Lavagna: Stefani risponde a Di Martino

Da Guido Stefani dell’Officina Lavagnese, riceviamo e pubblichiamo.

Carissimo Architetto Di Martino,

ho letto con molta attenzione il “Comunicato stampa sul panorama politico lavagnese” del Movimento Cinque Stelle di Lavagna e mi permetto, con molta umiltà e sincerità, di fare alcune osservazioni.

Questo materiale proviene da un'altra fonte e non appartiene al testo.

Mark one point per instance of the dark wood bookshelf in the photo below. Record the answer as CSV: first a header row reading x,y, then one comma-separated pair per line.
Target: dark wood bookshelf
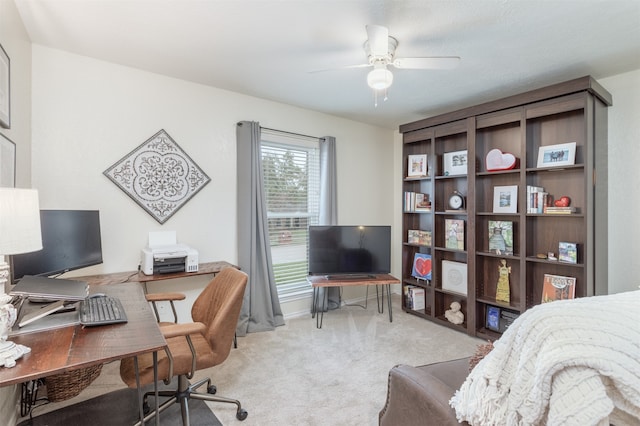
x,y
573,111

Credo, e lo ho già ribadito in molte occasioni, che Lavagna, come anche la nostra bella Italia, abbia soprattutto bisogno di ricostruire un tessuto civico che è venuto a mancare in questi ultimi cinque anni, ma che forse ha cominciato a logorarsi già da molto tempo. Intendo dire una rete di rapporti tra i cittadini basati non sul contrasto, le incomprensioni, la sfiducia, il “mugugno” e il facile qualunquismo, ma sulla partecipazione, l’ascolto, il rispetto reciproco, la ricerca del positivo presente in ciascuno di noi. E’ questo il “nuovo” di cui abbiamo bisogno: costruire insieme dei ponti non erigere dei muri che impediscono di comunicare. Se la ricerca del nuovo fosse soltanto la cancellazione e il ripudio del passato tutto sarebbe molto più facile. Basterebbe presentare ad ogni nuova elezione persone sempre nuove, mai viste prima e avremmo in tal modo garantito la novità! In realtà non è così; purtroppo, o per fortuna, il nuovo si costruisce con la fatica, il lavoro costante e le idee; su queste cose bisogna confrontarsi non sulle facce!

Per quanto riguarda la mia persona non disconosco nulla del mio passato e proprio per questo ho deciso di mettermi in gioco, assieme a tutti coloro che intendono costruire e non distruggere, con molta umiltà e spirito di servizio.
Per quanto riguarda i “numeri”, che peraltro non compaiono nel comunicato del vostro Movimento, abbiamo già espresso nel dettaglio le nostre considerazioni, ma siamo tuttavia sempre disponibili ad un confronto costruttivo.
Spero che queste mie povere considerazioni possano contribuire a creare un clima disteso, sereno e rispettoso in una campagna elettorale che temo possa peggiorare la situazione della nostra città.